Since the U.S. Soccer Player Development Initiatives (PDIs) took effect on August 1, the birth-year registration mandate has meant that the majority of players participating across the U-13 (birth year 2005) and U-14 (birth year 2004) age groups are experiencing a world-class showcase environment for the first time. For Wilson, that opportunity comes with an understanding that as young professionals, his players actions are a representation of the club.

"We came down early and we prepared for this properly," Wilson said. "These are young professionals. These are our pros for the future. So we took the boys out for dinner last night and I remember I said to them, 'I'm looking at you now boys, not as young boys, but as young professionals. I want to see how you react in the restaurant, how you react in the hotel, how you behave on and off the field.' And I can remember some of the young ones, Derrick Jones, Austin Trusty and Anthony Fontana, who have signed first team contracts, I can remember them being in these environments, having to cope with being away from home, sharing rooms with maybe players you didn't really know that well. They experienced these pressurized environments where we're playing against the top teams in the nation. They benefited from it and I'm hoping our young ones here will benefit just the same."

Another aspect Academy Directors in attendance are able to capitalize on is the ability to scout other teams, benchmarking their club and individual players with the 1500 other players facing off. This benchmarking opportunity also provides a critical early identification opportunity for full Academy programs (U-12, U-13, U-14, U-15, U-16/17, U-18/19) like Wilson's Philadelphia Union, while top players from junior Academy programs (U-12, U-13, U-14) begin the process to find the best next step in their player-development pathway.

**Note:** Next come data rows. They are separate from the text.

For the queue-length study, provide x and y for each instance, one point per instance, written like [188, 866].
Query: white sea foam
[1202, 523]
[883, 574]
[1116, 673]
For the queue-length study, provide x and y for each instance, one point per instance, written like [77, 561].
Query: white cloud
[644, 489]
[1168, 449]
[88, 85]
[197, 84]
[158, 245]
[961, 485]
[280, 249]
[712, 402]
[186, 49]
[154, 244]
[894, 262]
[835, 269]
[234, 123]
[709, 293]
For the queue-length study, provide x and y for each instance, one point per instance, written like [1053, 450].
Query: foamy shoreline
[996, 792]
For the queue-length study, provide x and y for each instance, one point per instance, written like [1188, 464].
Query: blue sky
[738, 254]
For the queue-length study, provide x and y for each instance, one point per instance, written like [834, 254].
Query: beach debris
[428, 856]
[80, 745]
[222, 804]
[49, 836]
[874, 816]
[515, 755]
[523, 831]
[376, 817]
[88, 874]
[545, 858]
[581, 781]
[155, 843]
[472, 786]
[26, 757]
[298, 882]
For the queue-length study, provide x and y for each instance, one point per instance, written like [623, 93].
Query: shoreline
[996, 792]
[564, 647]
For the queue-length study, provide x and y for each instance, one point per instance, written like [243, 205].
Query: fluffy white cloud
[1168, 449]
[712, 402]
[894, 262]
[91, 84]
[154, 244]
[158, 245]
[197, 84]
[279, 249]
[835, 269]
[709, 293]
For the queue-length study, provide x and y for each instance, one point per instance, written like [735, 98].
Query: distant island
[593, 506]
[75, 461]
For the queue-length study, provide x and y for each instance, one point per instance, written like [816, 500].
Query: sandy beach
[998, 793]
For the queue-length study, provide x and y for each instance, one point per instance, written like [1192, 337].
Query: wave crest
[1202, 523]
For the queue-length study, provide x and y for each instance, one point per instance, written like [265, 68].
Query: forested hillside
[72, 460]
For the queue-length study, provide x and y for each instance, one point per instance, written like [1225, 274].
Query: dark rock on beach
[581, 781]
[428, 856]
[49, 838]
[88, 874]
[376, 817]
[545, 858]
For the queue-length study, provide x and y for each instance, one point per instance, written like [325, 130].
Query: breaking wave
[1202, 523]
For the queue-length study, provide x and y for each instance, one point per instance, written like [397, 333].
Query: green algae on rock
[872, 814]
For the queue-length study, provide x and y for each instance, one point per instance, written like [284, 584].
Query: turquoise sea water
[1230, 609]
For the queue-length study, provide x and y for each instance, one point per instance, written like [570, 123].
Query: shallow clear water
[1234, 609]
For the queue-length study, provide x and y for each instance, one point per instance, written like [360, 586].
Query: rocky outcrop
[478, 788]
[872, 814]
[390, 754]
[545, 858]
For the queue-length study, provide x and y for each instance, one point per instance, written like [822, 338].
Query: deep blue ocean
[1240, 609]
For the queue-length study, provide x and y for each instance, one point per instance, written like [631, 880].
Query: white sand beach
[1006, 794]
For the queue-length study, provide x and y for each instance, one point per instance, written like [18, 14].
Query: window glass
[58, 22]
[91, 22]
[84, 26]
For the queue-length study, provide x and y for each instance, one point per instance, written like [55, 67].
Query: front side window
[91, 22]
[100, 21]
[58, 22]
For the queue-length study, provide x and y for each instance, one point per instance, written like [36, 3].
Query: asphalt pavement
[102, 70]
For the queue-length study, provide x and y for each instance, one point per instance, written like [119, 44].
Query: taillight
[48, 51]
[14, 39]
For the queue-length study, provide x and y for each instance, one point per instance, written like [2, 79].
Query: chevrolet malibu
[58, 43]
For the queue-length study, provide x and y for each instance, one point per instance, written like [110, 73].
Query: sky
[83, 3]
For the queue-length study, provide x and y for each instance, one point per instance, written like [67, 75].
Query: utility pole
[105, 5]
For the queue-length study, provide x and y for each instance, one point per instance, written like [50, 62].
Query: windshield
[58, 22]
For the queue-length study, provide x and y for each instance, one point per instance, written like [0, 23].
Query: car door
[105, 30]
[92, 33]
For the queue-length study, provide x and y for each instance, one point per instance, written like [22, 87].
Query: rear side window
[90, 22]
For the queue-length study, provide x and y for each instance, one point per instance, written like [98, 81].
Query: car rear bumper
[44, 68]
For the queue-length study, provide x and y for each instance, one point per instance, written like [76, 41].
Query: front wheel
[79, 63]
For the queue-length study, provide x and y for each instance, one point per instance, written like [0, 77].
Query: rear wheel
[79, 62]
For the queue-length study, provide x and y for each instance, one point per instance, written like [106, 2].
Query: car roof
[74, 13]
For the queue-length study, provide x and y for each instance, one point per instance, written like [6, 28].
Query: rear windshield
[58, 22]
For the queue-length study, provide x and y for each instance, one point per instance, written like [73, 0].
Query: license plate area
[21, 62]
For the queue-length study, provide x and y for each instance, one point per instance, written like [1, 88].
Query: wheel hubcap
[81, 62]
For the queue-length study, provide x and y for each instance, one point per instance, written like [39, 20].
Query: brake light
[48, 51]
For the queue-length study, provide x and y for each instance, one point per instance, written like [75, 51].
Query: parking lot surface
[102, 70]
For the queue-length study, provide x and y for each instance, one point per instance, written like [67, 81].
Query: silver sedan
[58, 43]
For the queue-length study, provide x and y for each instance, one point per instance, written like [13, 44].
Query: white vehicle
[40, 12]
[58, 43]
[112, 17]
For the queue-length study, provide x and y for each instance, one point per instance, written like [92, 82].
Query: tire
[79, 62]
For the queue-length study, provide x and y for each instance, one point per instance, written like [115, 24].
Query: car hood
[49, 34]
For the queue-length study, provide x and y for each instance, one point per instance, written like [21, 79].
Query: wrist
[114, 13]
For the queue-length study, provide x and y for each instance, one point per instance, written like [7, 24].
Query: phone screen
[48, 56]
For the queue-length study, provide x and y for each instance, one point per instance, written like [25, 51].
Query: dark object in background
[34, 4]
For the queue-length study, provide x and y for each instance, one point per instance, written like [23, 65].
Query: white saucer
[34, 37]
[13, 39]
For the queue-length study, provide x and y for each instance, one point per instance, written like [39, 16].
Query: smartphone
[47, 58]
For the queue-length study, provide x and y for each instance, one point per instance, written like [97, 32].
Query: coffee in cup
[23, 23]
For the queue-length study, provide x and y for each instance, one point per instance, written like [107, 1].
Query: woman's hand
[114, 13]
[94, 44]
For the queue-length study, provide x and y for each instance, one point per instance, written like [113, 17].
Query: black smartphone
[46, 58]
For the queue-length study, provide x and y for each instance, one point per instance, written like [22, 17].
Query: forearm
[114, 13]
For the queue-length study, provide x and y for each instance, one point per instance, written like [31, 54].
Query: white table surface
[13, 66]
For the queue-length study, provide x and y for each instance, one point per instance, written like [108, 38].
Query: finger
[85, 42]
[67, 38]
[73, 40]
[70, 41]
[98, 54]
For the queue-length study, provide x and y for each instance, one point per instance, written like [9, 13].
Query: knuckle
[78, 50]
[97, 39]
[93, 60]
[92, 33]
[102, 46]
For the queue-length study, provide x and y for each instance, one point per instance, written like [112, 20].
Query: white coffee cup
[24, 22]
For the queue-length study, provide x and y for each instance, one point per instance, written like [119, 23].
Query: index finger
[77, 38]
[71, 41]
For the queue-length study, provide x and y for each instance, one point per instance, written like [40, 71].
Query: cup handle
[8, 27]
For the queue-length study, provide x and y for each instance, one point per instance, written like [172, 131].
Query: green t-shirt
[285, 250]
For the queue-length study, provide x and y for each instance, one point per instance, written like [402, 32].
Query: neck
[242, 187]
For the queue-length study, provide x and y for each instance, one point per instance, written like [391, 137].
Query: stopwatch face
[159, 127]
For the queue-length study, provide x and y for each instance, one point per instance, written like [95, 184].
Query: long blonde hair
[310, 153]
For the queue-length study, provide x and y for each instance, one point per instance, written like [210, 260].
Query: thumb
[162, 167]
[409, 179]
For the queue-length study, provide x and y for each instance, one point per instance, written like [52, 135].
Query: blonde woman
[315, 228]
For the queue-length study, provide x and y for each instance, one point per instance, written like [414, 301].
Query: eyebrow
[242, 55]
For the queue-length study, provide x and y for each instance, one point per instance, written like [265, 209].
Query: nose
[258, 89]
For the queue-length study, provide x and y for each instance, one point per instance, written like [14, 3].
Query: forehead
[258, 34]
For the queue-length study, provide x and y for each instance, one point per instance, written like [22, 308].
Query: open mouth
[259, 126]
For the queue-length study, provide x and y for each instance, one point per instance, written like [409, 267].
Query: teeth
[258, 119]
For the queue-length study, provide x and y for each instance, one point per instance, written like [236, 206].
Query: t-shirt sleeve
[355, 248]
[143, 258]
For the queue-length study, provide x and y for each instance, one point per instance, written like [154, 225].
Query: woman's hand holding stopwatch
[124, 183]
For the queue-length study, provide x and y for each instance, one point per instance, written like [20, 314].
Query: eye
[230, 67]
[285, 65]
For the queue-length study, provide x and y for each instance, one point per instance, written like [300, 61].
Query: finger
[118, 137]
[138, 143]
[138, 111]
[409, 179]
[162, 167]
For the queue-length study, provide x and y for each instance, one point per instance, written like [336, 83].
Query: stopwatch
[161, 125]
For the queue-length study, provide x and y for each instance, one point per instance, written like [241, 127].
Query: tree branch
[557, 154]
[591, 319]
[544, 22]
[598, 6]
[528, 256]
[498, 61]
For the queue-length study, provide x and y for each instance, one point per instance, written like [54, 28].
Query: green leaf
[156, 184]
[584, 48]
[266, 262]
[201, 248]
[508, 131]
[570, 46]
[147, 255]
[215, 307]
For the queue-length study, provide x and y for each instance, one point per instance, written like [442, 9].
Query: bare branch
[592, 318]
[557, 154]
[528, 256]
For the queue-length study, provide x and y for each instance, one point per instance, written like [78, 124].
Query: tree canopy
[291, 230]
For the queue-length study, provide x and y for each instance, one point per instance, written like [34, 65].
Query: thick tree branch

"Recruitment is vital for us," Wilson said. "Our Director of Talent Identification (Peter Pososki) is here, watching games. I spoke to him between the games and he gave me a report on one or two players. We've uncovered players here, previously, and I think that's fair. We don't steal players. We go in through the front door, we speak to the club, we say, 'we've got an environment that's got residency, that's got a pathway to the professional game. Would you like to join us?' And more often than not, they do. So we just open the dialogue with them. Some of the best players we have right now in our Academy, we've recruited from other clubs. Some of them, we've developed ourselves, and it's got to be a combination of that."

For Christian Gonzalez, bridging the gap for a player from a junior Academy club to full-Academy club is a no-brainer.

"We want what's best for our team and players," Gonzalez said. "Our job is to try to develop the players, to give them the best possible pathway to a first team, whether that be New York City FC or the National Team, and that's where we get the most gratification, when we see our players move on and thrive."

Regardless of which opportunities Academy Directors choose to take advantage of while attending their club's Regional Showcase, clearly those who attend are reaping the benefits.